Genel Başkan Yardımcısı Ünal, 15 Temmuz ele alınırken bir
adamın etrafında birilerini toplayarak devlete ve siyasete karşı girişiminin
değil, daha kapsamlı ve karmaşık bir şeyin konuşulduğunu söyledi.
Darbe girişiminde, AK Parti'nin hedef alınmasının temel
sebebini, millet iradesinin bu siyasetin etrafında konsalide olmasına bağlayan
Ünal, hiçbir gücün insanları tankların, topların karşısında çıplak elle
mücadele etmeye itemeyeceğini, ortaya çıkan insanların cesaret timsali
gösterdiği muhteşem duruşun tarihin içinden akıp gelen bir ruhu temsil ettiğini
vurguladı.
AK Parti'nin bu insanların hayallerinin, iddialarının,
tasavvurlarının temsilcisi olduğunu ifade eden Ünal, demokrasi tarihinin adeta
darbeler tarihi gibi olduğunu, 15 Temmuz'un da nihayetinde vesayet
mücadelesinin de bir yönüyle tasfiyesi olduğunu dile getirdi.

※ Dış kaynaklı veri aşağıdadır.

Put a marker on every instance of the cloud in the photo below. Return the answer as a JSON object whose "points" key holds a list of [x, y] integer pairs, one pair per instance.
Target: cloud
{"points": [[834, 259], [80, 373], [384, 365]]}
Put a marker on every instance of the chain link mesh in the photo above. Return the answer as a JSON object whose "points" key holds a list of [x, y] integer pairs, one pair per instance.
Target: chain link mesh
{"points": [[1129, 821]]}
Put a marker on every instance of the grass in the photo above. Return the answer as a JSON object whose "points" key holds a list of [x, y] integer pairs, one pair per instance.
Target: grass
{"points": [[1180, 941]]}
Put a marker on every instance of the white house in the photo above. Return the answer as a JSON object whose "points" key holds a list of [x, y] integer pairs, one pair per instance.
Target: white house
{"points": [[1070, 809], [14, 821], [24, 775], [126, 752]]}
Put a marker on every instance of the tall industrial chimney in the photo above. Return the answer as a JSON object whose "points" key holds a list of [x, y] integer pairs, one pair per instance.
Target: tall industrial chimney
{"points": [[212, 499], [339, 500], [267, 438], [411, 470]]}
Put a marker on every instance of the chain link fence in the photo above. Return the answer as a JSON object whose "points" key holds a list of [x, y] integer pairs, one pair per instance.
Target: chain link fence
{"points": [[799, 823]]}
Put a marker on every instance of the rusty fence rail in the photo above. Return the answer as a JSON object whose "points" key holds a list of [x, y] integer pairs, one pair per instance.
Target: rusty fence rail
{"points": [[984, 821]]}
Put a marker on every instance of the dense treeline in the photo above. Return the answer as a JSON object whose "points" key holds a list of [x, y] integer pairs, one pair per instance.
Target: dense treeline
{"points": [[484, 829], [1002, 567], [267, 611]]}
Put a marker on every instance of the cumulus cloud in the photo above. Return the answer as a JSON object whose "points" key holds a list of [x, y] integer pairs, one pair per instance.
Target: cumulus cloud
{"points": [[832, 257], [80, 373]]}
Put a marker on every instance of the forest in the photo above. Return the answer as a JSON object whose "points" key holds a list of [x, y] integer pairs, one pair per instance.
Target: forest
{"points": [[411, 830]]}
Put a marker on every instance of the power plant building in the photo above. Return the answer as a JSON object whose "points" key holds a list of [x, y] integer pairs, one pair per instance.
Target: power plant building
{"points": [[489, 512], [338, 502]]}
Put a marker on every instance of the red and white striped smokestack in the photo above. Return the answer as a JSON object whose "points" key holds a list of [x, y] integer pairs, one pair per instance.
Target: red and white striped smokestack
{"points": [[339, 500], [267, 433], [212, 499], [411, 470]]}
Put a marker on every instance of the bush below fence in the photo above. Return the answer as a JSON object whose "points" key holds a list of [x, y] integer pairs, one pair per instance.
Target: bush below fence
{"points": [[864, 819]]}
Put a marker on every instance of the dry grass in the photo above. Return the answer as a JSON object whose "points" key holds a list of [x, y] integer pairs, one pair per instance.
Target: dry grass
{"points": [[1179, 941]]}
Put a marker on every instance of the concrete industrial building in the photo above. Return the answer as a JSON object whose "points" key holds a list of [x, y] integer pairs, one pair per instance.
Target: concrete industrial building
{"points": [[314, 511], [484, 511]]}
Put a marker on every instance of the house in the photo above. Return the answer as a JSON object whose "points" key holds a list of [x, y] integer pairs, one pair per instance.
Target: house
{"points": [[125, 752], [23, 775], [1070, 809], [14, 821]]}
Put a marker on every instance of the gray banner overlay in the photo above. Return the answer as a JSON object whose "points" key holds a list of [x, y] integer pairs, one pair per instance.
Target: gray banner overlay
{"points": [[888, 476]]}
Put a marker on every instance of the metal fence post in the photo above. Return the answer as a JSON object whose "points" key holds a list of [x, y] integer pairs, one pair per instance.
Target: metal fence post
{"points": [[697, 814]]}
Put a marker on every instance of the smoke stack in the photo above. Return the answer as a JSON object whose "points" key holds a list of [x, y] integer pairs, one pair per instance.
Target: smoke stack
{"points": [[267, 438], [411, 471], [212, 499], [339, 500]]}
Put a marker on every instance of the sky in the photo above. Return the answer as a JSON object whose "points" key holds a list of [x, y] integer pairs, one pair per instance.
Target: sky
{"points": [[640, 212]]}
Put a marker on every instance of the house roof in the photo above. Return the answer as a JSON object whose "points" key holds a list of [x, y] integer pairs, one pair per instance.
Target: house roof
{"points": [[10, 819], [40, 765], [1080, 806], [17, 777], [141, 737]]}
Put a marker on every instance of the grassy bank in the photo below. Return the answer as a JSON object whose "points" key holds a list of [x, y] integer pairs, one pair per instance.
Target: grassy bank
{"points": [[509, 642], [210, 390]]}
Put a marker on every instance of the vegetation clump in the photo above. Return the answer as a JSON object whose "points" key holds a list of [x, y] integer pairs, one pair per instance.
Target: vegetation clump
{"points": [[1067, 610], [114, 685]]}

AK Parti Genel Başkan Yardımcısı Ünal, vesayetle siyasetin genetiğinin çok iyi ayrıştırılması gerektiğini vurgulayarak, şöyle devam etti: "Vesayetle siyasetin bir arada olması düşünülemez. Hani diyorlar ya, 'Bu yapının siyasi ayağı nerede, neden açıklanmadı?' Şimdi işin doğası gereği vesayet oluşturmak isteyen odaklar siyasetin içerisinde, siyasetin değerlerini ve ilkelerini yaşayamazlar. Yani bir vesayet odağının siyasetin içerisinde de barınması mümkün değil. Yani siyasetin doğası buna müsaade etmez. Bu yapı, siyasetin içerisinde, belli noktalarda her yere sızdığı gibi siyasetin içerisinde de bulunmuş mudur? Evet, siyasetin içerisine girme çabası göstermiş ama siyasetin içerisinde tutunma imkanı bulmamıştır. Çünkü siyaset herhangi bir şekilde vesayet gözetmek isteyen bir yapıyı doğası gereği kendi içerisinde barındırmaz. Kaldı ki 17/25 Aralık sonrası sivil toplum örgütü görünürlü bu yapının kendi maskesinin düşmesiyle beraber AK Parti yaptığı kongrelerde, yerel ve genel seçimlerle bu yapıya dönük ciddi bir hassasiyet geliştirdi. Bu yapının tasfiyesi yönünde de sadece siyasette değil, bütün alanlarda tasfiyesiyle ilgili ciddi bir mücadele başlattı. Daha doğrusu bu mücadelenin taşıyıcılığını üstlendi."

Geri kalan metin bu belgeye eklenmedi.